Nel caso in cui, quindi, una persona non Italiana e regolarmente residente in Italia perda il lavoro, questa è tenuta a iscriversi entro 40 giorni all’elenco anagrafico del “Centro per l’impiego” della provincia di residenza. Così può accedere al “Permesso di soggiorno per attesa occupazione”, che ha una durata minima di 12 mesi – o pari alla durata del permesso di soggiorno legato all’occupazione precedente, nel caso questo abbia una validità rimanente di oltre un anno. Quando questa tipologia di permesso scade la persona ha due possibilità: dimostrare di avere un reddito pari a un certo livello (quindi di aver trovato un lavoro), o andarsene dall’Italia. Ciò aggiunge chiaramente una forte motivazione per chi non è italiano ad accettare lavori con salari bassi e non in linea con il proprio livello di istruzione.
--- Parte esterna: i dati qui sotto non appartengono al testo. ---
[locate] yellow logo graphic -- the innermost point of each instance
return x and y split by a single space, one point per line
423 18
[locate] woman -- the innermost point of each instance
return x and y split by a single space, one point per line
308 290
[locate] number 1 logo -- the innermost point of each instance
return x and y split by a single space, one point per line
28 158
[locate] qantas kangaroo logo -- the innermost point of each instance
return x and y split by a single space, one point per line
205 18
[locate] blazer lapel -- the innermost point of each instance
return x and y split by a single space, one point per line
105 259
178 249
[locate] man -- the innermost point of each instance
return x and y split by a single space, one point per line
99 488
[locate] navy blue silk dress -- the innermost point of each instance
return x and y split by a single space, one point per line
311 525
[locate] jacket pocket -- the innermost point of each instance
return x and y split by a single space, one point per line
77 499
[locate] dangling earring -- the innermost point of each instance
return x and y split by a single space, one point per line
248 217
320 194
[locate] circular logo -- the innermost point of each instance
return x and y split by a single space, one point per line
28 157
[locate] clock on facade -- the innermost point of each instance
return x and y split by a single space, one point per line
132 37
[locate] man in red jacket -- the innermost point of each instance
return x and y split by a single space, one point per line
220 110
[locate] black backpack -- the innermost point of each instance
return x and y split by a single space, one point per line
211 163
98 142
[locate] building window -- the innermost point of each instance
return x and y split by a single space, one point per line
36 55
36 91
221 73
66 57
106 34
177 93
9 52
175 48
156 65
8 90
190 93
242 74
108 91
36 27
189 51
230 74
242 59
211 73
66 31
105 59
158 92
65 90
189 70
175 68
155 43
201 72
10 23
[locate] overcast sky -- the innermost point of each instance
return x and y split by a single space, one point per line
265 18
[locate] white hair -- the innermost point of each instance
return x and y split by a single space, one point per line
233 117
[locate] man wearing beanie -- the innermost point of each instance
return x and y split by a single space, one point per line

Seppur in maniera piuttosto timida, tale situazione viene riportata anche dall’Istat: in un report intitolato Vita e percorsi di integrazione degli immigrati in Italia, si afferma in modo esplicito che “È ipotizzabile dunque l’esistenza di un trade-off tra durata della ricerca e qualità del lavoro trovato”. Visti i dati forniti finora, è chiaro quale sia tra i due (durata della ricerca e qualità del lavoro) il fattore che assume una maggiore importanza. E considerando le condizioni necessarie per l’ottenimento dei permessi di soggiorno, sembra difficile non riconoscere alla base della svantaggiata condizione occupazionale dei lavoratori privi di cittadinanza italiana una forte responsabilità politica e una forma di razzismo istituzionale piuttosto evidente.

Tutto ciò, inoltre, sarà ancora più grave con la crisi dovuta alla pandemia. Con un aumento dei licenziamenti, diversi esponenti sindacali hanno messo in luce il rischio di una crescita del numero dei permessi di soggiorno non rinnovati e, di conseguenza, un’inevitabile impennata del numero di individui clandestini in Italia.